When Everything Falls Apart - 10 hours ago

Life did not send Ada an invitation before it began teaching her.

She grew up in a small street in Lagos where the mornings smelled of fried akara and ambition. As a child, she believed life was something you could plan like a birthday party  pick the colors, invite the right people, control the music.

At sixteen, she had her future mapped out: university at University of Lagos, a degree in accounting, a stable job, a small car, a neat apartment with white curtains. Predictable. Safe.

But life has its own handwriting.

The year she graduated secondary school, her father lost his job. What was once a comfortable home became a house that whispered about unpaid bills at night. Ada deferred her admission and took a job at a pharmacy, standing for eight hours a day, learning that dreams sometimes wait while responsibilities refuse to.
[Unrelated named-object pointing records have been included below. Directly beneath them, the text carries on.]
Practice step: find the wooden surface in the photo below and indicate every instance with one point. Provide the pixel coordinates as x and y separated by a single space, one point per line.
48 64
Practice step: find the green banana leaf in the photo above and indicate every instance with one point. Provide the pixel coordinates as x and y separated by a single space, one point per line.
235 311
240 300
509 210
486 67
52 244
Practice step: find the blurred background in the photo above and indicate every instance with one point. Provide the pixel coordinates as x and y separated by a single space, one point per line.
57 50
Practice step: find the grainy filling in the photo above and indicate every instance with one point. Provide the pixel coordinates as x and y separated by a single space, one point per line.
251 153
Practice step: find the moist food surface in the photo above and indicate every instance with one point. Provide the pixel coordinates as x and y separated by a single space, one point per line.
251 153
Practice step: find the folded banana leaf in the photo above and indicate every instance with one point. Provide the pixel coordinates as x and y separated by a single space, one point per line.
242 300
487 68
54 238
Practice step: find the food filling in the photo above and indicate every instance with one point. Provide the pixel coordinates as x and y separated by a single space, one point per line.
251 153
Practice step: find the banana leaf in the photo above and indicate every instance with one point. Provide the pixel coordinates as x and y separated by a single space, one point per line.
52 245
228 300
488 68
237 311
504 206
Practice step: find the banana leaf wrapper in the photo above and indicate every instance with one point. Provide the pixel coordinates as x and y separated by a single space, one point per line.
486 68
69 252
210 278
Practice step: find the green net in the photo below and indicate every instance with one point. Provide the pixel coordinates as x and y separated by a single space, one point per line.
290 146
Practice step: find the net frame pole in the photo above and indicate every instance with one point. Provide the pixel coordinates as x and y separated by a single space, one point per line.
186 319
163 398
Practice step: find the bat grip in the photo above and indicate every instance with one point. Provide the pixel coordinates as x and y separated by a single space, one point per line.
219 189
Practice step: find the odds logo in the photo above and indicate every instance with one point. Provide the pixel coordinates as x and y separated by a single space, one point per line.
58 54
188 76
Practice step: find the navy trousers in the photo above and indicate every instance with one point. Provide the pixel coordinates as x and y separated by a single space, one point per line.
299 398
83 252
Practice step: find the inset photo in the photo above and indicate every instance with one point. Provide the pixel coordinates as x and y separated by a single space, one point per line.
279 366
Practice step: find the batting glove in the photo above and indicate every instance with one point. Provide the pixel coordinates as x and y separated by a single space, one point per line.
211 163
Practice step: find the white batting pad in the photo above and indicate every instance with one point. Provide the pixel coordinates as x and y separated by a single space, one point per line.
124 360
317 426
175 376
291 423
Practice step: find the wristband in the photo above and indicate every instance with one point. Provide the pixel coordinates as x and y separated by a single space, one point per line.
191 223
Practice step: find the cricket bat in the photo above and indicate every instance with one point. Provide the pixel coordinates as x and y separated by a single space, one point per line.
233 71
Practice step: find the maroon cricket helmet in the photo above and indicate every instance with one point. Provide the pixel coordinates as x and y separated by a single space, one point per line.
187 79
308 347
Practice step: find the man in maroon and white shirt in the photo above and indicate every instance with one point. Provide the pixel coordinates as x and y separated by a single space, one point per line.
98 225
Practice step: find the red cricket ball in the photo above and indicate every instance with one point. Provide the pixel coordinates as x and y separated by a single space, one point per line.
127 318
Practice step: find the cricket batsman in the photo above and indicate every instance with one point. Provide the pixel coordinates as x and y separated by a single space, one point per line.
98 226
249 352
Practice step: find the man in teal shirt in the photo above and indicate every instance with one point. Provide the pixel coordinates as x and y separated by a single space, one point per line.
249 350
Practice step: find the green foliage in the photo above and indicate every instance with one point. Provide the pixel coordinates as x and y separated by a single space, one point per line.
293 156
She told herself it was temporary. Life smiled quietly.

Two years later, her best friend relocated abroad without warning. The boy she thought she would marry decided he “wasn’t ready.” Her father fell sick. The savings she carefully built dissolved like sugar in hot tea. Each time she thought she had reached solid ground, the earth shifted again.

At first, she fought it. She resisted every change, every disappointment. She asked, “Why me?” She compared timelines. She replayed conversations. She tried to force life back into the tidy shape she once designed.

But inevitability is patient.

One evening, after closing the pharmacy, Ada sat on a wooden bench outside and watched the street. Traffic roared. A woman laughed loudly into her phone. A child chased a deflated ball. The world moved not waiting for anyone’s heartbreak or delay.

And something inside her softened.

She realized that life was never meant to obey her script. People will leave. Plans will bend. Bodies will age. Money will come and go. Opportunities will appear in strange disguises. Some prayers will be answered differently than requested.

Inevitability is not cruelty; it is movement.

Ada eventually returned to school  not accounting, but public health, inspired by the hospital corridors she had walked with her father. She did not marry the boy she once imagined, but years later met someone kinder, steadier. Her father never fully recovered, but their conversations grew deeper than they had ever been when he was strong.

Looking back, she understood something she wished she had known earlier:

Life is not something you conquer. It is something you enter, fully aware that change will visit you unannounced.

The inevitability of life is that it will keep unfolding with or without your permission. You will lose things. You will gain things. You will outgrow versions of yourself. And in the quiet moments, you will realize that every detour shaped you more than the straight road ever could.

Ada no longer tries to control the music.

She dances when it plays. And when it stops, she waits  knowing another song is already on its way.